她知道他的衣鞋尺碼,他無數次地将她的手包攏在他掌心, 她清楚記得她摳玩對方手指骨節的感覺。

她想她不會認錯人,但假如真的人有相似呢?

更何況她了解小陽春, 他做事果斷, 也狠得下心, 清楚自己要什麽,比如他當年決然選擇了留學英國。

他也不會貪心,買飲料會控制着數, 萬事都量力而行。

他更不會踩過界, 骨子裏天生自帶高傲,他不想影響她高考,所以多等了她兩年, 他知道茍強喜歡方檸萱,所以絕不會跟方檸萱扯不清。

是的, 茍強明戀方檸萱, 方檸萱的每一條朋友圈他都會積極點贊,方檸萱每一次回蕪松鎮, 他都會陪在對方左右。

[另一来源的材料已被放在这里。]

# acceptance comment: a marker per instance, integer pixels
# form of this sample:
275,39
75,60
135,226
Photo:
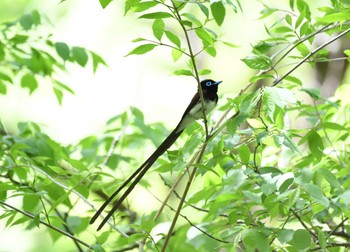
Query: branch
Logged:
192,57
309,55
29,215
189,182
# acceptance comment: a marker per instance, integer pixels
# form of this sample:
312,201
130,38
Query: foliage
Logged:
272,175
32,58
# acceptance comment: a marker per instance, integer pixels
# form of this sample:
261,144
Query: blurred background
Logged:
143,81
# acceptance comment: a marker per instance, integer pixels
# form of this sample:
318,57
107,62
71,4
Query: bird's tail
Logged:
136,177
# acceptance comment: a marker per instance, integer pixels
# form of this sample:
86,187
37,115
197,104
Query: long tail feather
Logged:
136,177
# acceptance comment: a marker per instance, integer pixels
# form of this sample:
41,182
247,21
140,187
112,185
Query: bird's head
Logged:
210,85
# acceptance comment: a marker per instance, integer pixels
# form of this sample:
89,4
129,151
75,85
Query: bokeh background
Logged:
143,81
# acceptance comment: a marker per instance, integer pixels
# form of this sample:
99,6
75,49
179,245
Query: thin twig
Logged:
31,216
310,55
193,59
303,223
189,182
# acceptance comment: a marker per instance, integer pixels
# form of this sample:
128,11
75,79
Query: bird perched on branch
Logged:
193,112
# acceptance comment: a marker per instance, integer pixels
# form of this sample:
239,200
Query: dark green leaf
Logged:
330,177
173,38
5,77
204,36
315,144
29,81
30,201
258,62
204,9
156,15
301,240
192,18
80,55
62,50
254,240
316,194
218,11
142,49
158,28
176,54
244,154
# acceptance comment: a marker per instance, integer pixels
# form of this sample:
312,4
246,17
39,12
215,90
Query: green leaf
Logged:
285,235
30,201
176,54
315,144
36,17
142,49
210,50
293,80
218,11
280,96
253,197
316,194
158,28
204,9
129,4
3,88
29,81
204,72
173,38
230,44
250,102
5,77
96,61
244,154
322,239
105,3
59,95
204,36
258,62
26,21
304,9
80,55
335,17
301,240
142,6
64,87
346,197
156,15
62,50
183,72
192,18
253,240
330,177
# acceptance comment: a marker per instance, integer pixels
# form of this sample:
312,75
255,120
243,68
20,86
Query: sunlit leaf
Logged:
30,82
80,55
142,49
158,28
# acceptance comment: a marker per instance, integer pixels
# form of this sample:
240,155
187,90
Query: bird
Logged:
193,112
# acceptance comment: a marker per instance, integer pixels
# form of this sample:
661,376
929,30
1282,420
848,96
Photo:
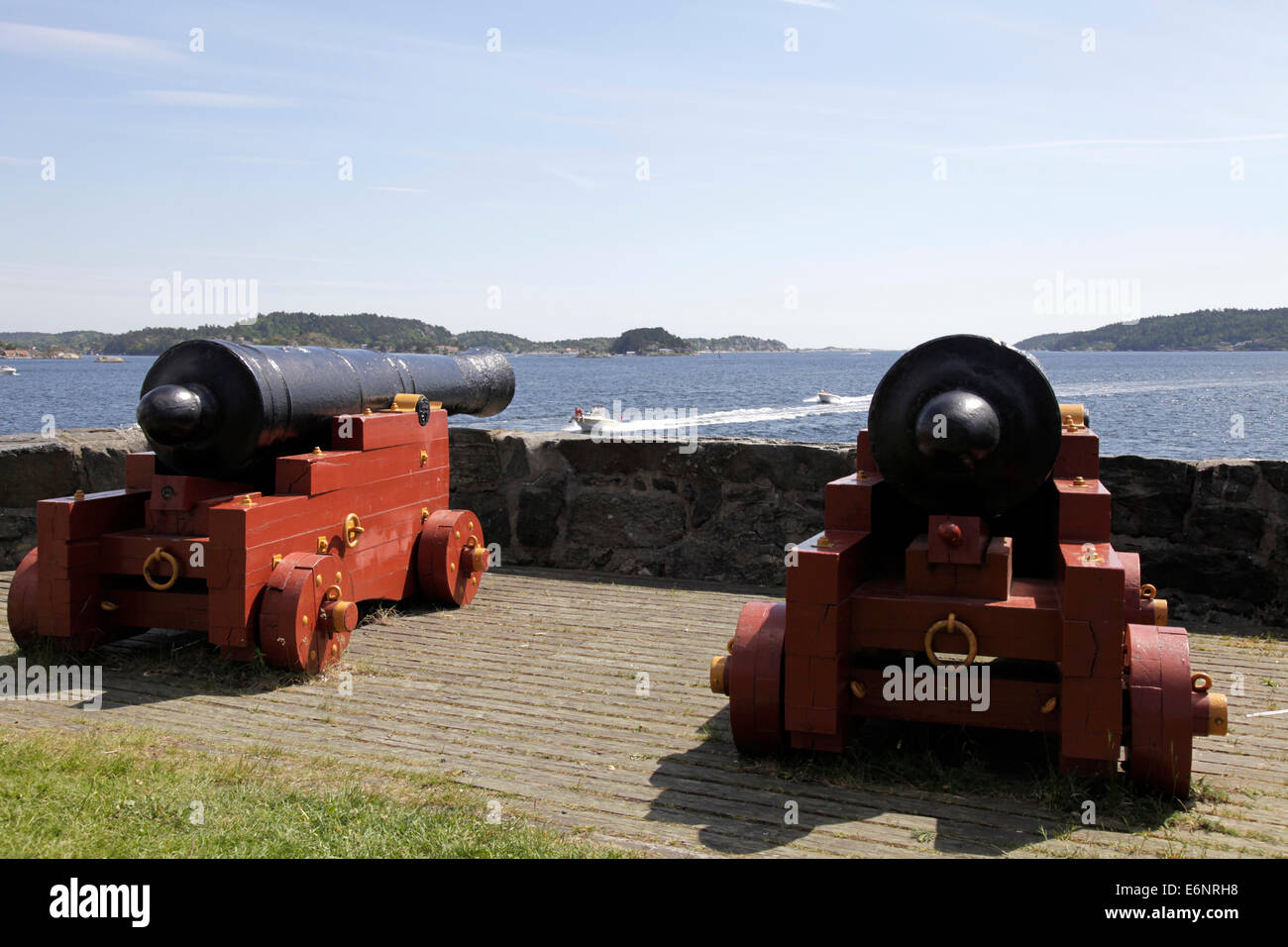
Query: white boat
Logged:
587,420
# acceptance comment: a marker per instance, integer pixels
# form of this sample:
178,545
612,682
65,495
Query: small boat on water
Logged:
587,420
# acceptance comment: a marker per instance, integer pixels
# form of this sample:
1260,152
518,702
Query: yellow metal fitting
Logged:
158,557
1219,715
717,674
1073,416
949,625
352,530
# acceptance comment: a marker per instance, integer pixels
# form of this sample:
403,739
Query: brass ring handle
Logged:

她在這瞬間安撫住了自己,連續呼吸幾次, 控制着自己的胡思亂想。

最主要的是,這三條朋友圈, 完全證明不了什麽, 她沒法讓自己拿着這樣的東西去質問人。

她不想成為那種她最看不起的女人。

矯情,疑神疑鬼,患得患失, 無理取鬧。

她把手機翻面,去做起自己的事。大三太忙,她要寫作業,備考,還要寫歌錄歌。

大約因為這樣連軸轉,她很快就病倒了,發燒并伴有牙疼。

以前同寝的好友陪她去醫院挂了一天點滴,第二天好友有事,她獨自去了,第三天的時候好友說陪她,她不想耽誤對方周末跟男友約會,所以仍是一個人去的。

她盡量控制着喝水,可中途仍需要上廁所,包包不方便拿,蹲上蹲下時她看見點滴管中血液倒流。

她洗完手再回原先的座位,位置被一個家屬占了,她說這座位是她的,家屬罵罵咧咧地起身相讓。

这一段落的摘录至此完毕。